二人が向ける熱を帯びた視線に、思わず一歩後退ってしまう。
だが、アタシが後ろに下がると。
さすがに魔力での幻影であるカイは、足を踏み出す素振りを見せるだけだったが。
師匠は口元に意地の悪い笑みを浮かべながら、一歩……ではなく二歩、三歩と接近し。
「馬鹿ねアズリア。
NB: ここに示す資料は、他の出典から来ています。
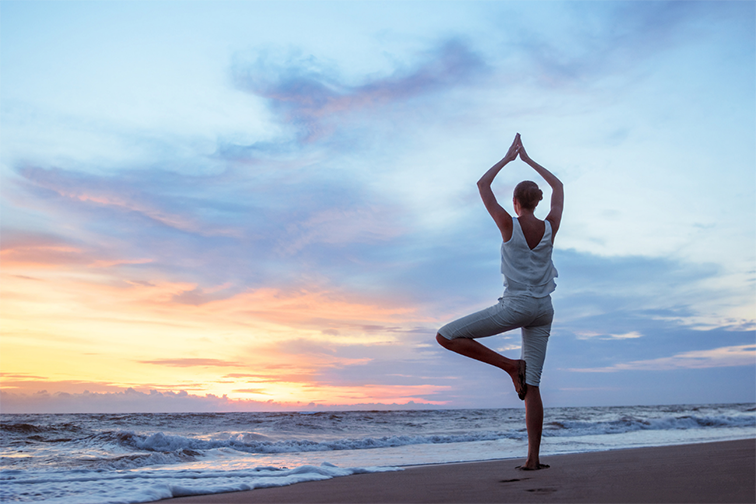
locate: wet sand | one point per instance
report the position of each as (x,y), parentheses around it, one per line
(700,473)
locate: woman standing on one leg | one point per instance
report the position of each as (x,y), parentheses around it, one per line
(528,280)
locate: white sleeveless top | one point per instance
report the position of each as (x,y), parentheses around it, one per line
(525,271)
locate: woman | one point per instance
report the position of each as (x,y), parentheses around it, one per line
(528,280)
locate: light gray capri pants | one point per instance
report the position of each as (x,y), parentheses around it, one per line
(533,315)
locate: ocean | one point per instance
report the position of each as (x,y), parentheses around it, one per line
(130,458)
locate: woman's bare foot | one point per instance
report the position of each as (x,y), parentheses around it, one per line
(534,467)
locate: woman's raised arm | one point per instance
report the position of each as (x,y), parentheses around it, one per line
(500,216)
(557,189)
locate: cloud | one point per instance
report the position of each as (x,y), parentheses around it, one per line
(192,362)
(590,41)
(729,356)
(315,100)
(592,334)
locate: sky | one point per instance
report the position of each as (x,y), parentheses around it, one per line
(259,206)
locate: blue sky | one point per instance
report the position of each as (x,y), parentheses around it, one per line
(276,203)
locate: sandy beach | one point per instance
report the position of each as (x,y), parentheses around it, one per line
(706,473)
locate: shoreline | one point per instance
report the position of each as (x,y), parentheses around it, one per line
(722,471)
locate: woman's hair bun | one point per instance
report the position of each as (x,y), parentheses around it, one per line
(528,194)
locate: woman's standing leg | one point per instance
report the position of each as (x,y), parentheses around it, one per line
(534,424)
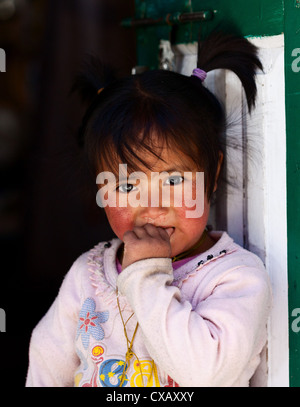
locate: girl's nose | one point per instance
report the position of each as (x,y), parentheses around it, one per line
(153,214)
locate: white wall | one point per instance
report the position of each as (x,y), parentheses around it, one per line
(253,208)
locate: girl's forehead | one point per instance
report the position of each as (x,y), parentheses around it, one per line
(157,159)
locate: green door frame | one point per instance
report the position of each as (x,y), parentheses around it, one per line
(254,19)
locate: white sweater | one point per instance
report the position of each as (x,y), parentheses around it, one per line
(203,324)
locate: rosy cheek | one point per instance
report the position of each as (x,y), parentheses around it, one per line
(120,219)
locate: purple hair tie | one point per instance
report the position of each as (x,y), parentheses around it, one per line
(200,74)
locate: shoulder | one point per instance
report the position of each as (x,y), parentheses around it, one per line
(225,263)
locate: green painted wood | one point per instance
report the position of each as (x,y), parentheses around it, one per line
(292,95)
(249,18)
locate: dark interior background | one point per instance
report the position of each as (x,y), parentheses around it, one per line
(48,217)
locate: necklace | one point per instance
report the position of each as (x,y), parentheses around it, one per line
(129,354)
(189,251)
(129,343)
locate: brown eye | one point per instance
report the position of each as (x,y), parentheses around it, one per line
(125,188)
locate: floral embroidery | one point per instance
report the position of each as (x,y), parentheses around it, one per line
(89,322)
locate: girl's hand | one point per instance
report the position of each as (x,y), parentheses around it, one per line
(146,242)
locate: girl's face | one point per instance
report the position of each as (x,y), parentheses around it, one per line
(186,231)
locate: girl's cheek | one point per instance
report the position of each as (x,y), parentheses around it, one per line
(120,220)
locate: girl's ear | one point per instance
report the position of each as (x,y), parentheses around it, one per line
(220,162)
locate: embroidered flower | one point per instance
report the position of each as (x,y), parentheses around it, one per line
(89,322)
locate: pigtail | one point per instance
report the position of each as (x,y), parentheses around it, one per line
(223,51)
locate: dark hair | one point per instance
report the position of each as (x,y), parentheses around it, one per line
(182,112)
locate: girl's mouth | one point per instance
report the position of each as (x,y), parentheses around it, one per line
(170,230)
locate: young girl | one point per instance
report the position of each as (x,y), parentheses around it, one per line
(166,303)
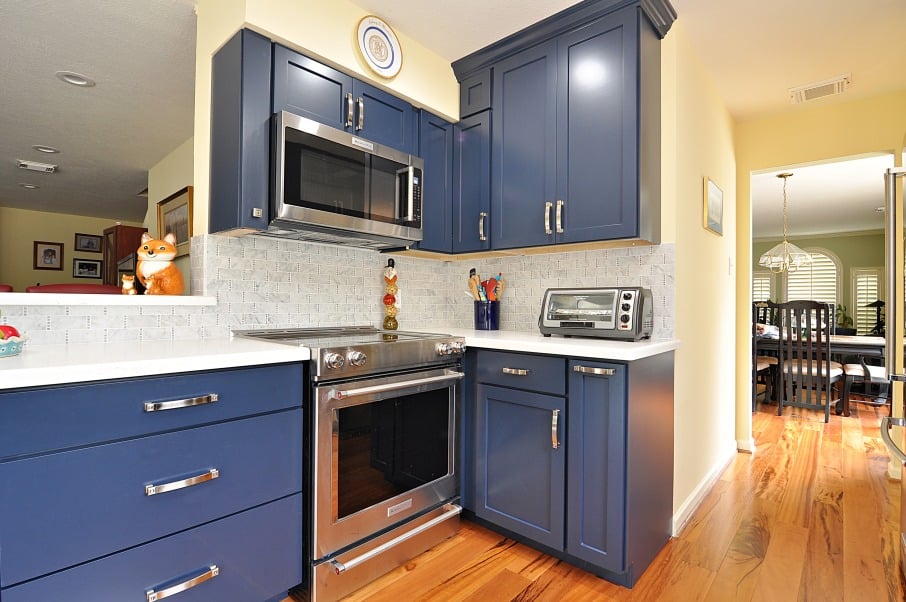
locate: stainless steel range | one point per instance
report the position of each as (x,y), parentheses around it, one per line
(381,466)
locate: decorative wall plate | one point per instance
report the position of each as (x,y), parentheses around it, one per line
(379,46)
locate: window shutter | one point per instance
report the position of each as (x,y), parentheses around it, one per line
(817,282)
(866,289)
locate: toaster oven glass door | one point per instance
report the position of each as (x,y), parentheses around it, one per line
(597,308)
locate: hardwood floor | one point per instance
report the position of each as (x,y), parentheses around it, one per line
(811,517)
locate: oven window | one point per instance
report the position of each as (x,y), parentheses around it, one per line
(389,447)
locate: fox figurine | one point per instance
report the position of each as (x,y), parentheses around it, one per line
(155,269)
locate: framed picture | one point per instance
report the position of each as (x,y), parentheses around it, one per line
(714,208)
(88,243)
(48,255)
(87,268)
(174,214)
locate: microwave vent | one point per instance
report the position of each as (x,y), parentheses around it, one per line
(829,87)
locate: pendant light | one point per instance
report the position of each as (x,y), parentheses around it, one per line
(785,257)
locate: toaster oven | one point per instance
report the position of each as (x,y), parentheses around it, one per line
(624,313)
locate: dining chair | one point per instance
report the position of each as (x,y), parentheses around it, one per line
(806,374)
(763,366)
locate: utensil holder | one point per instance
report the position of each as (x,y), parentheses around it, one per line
(487,315)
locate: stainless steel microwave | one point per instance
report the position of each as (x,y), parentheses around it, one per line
(332,186)
(612,313)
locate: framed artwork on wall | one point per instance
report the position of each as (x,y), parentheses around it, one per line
(48,255)
(174,215)
(713,208)
(87,268)
(88,243)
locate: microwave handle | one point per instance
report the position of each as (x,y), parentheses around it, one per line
(409,172)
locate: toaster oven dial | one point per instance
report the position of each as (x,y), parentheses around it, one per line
(356,358)
(334,361)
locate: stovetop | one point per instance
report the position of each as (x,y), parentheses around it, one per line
(348,351)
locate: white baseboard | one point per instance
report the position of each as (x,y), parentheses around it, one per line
(688,507)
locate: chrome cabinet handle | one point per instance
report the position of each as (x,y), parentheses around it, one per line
(155,406)
(594,371)
(451,511)
(152,595)
(349,110)
(174,485)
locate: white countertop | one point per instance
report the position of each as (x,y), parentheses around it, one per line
(40,365)
(528,342)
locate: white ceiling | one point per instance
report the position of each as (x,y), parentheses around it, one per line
(141,53)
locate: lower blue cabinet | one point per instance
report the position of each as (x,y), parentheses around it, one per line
(520,462)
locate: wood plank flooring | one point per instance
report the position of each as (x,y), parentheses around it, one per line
(810,517)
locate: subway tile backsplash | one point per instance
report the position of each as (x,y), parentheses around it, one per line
(262,282)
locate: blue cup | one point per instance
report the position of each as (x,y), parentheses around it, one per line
(487,315)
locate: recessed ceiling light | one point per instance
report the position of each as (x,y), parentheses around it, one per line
(76,79)
(45,149)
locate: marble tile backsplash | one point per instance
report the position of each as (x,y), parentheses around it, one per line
(263,282)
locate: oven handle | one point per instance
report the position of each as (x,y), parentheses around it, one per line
(340,567)
(407,384)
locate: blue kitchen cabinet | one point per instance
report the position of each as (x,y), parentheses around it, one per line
(311,89)
(573,455)
(576,136)
(472,183)
(167,475)
(435,147)
(520,469)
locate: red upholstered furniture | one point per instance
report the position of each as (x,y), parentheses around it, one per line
(91,289)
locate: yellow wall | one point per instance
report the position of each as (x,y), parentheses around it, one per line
(171,174)
(702,135)
(23,227)
(809,133)
(323,30)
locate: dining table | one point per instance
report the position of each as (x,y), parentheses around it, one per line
(840,346)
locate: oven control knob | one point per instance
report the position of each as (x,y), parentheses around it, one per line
(356,358)
(334,361)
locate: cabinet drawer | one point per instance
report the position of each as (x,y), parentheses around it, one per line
(76,415)
(521,371)
(65,508)
(258,554)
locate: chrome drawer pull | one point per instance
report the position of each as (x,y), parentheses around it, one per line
(595,371)
(349,109)
(154,406)
(154,595)
(165,487)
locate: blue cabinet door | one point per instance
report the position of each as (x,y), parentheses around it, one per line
(310,89)
(384,118)
(435,147)
(524,141)
(596,492)
(472,183)
(597,130)
(519,473)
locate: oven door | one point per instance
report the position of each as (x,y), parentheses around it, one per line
(384,452)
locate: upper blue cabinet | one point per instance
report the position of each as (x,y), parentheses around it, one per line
(575,143)
(310,89)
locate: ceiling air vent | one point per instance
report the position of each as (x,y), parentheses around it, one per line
(35,166)
(828,87)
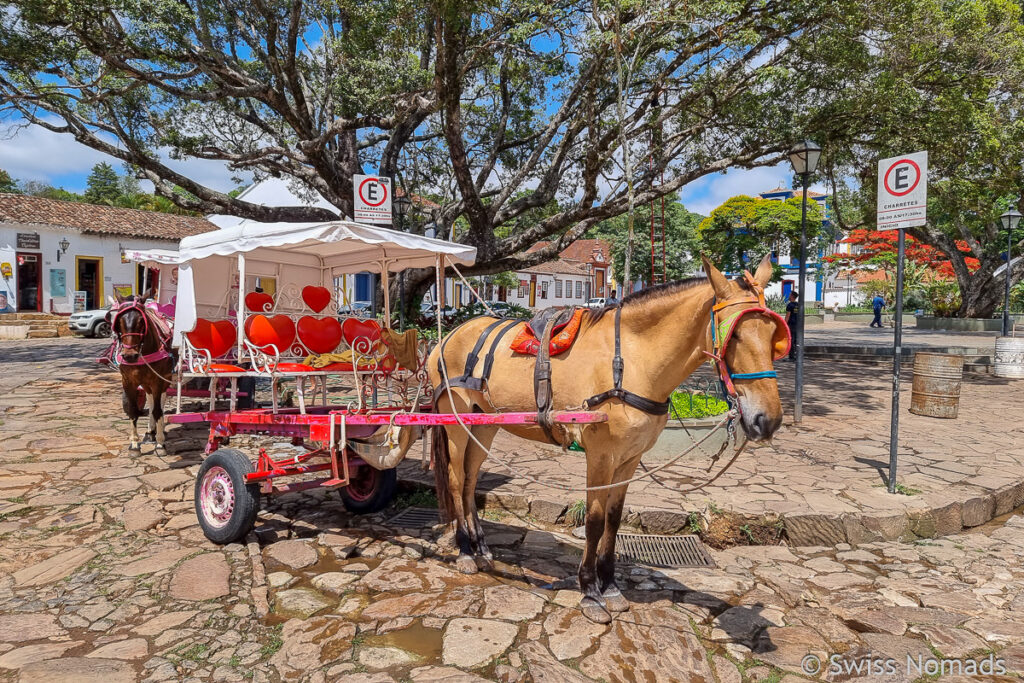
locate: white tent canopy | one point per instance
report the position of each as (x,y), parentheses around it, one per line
(339,246)
(210,266)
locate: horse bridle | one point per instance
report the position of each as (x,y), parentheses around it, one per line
(723,329)
(123,345)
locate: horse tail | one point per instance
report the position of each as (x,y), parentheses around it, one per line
(441,458)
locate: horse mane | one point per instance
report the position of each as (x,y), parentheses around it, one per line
(652,293)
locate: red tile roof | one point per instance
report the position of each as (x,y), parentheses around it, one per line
(581,250)
(561,266)
(93,219)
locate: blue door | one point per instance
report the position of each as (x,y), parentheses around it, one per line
(786,288)
(364,287)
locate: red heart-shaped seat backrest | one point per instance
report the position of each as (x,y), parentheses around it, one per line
(320,335)
(259,302)
(217,338)
(361,336)
(263,331)
(316,297)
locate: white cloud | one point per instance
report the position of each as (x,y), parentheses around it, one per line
(36,154)
(32,153)
(712,190)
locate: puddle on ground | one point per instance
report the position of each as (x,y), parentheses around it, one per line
(415,638)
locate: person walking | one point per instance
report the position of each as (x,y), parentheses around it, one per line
(793,314)
(878,303)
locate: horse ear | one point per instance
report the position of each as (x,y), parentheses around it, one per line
(718,281)
(764,271)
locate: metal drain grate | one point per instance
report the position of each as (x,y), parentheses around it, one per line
(664,551)
(415,518)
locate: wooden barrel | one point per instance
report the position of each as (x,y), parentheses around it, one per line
(1010,357)
(936,384)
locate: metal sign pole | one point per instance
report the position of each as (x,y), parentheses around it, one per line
(897,357)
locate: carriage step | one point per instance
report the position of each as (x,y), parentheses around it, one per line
(415,518)
(663,551)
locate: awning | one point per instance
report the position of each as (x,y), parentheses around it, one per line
(339,246)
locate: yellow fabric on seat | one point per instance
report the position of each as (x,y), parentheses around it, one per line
(402,345)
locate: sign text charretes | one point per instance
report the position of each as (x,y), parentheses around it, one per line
(373,199)
(902,191)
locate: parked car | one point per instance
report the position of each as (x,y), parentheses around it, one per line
(356,308)
(91,323)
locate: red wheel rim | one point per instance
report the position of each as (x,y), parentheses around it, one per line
(363,483)
(216,497)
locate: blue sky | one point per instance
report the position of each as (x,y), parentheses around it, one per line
(36,154)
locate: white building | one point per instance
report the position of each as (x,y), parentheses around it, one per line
(58,256)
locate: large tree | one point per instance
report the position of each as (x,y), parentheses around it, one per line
(946,77)
(493,109)
(681,246)
(744,228)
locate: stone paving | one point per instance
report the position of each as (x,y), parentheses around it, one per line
(105,577)
(860,334)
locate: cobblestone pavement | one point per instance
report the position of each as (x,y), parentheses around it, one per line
(860,334)
(105,577)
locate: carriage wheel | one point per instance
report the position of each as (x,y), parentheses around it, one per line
(225,505)
(369,489)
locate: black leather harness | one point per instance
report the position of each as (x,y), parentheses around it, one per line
(542,374)
(628,397)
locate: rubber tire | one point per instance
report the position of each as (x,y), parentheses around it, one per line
(384,489)
(247,384)
(247,497)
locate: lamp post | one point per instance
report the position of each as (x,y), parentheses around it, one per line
(1011,220)
(804,158)
(401,206)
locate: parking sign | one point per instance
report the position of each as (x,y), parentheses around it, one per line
(373,199)
(902,191)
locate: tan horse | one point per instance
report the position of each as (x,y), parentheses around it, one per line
(665,332)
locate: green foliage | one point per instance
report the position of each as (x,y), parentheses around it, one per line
(102,185)
(681,246)
(744,228)
(687,406)
(7,183)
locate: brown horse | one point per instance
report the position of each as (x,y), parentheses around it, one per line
(142,354)
(666,334)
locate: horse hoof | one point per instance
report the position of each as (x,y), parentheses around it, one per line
(594,611)
(616,602)
(466,564)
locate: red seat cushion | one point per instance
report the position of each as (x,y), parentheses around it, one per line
(217,338)
(294,368)
(318,335)
(386,364)
(222,368)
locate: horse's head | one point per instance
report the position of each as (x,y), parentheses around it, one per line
(745,339)
(130,325)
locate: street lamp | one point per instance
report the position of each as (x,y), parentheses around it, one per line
(1011,220)
(804,158)
(401,206)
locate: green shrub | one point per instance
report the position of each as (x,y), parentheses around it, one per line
(691,406)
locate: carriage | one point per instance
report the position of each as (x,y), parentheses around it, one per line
(260,305)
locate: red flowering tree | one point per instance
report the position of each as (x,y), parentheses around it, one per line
(880,248)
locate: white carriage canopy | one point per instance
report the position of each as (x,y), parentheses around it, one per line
(208,267)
何、自分は何の関係もない……なんて顔してるのよ」
「……へ? い、いや、だってさ、今の話って八頭魔竜を倒した過去のコトだろ? だ、だったらアタシにゃ関係なんて……」
詰め寄ってきた師匠に、慌てて言い訳を始めるアタシだったが。
正直に言えば、つい先程のカイと師匠の回想話の中に、アタシがどう関連するというのか。
「……あのねえ」
だからこそ、気を緩めて話を聞いていたのだが。師匠はそんなアタシの持っていた緑に輝く魔剣を指差してくる。
師匠が手渡してくれた、大樹の魔剣ミストルティンを。
「アズリア、その手に持ってるのは何?」
「え? そ、そりゃ……師匠がわざわざ海の底を探してくれた、魔剣だけど──あッ」
その問いに、アタシはまず師匠が指を差していた大樹の魔剣──魔竜を討ち果たした伝承の勇士が握っていたであろう竜の魔剣と同じく、一二の魔剣の一振りである魔剣を。
続けてアタシの視線は、カイとフブキ、そしてマツリと順に辿っていき。
「どう、気付いたかしらアズリア? これでも、あなたが関係ない、ってもう一度言えるかしらね、ふふ」
とある事実に気付いてしまったアタシに、変わらず意地の悪い笑顔を向けていた師匠。
「伝承と同じく……魔剣と、加護を持った二人が……この戦場にゃ揃ってるじゃないか」
そう。
八頭魔竜を地の底に封じた時のカイのように。氷の精霊と炎の精霊に魔竜を倒すための力を授かった人間が、この場には二人揃い。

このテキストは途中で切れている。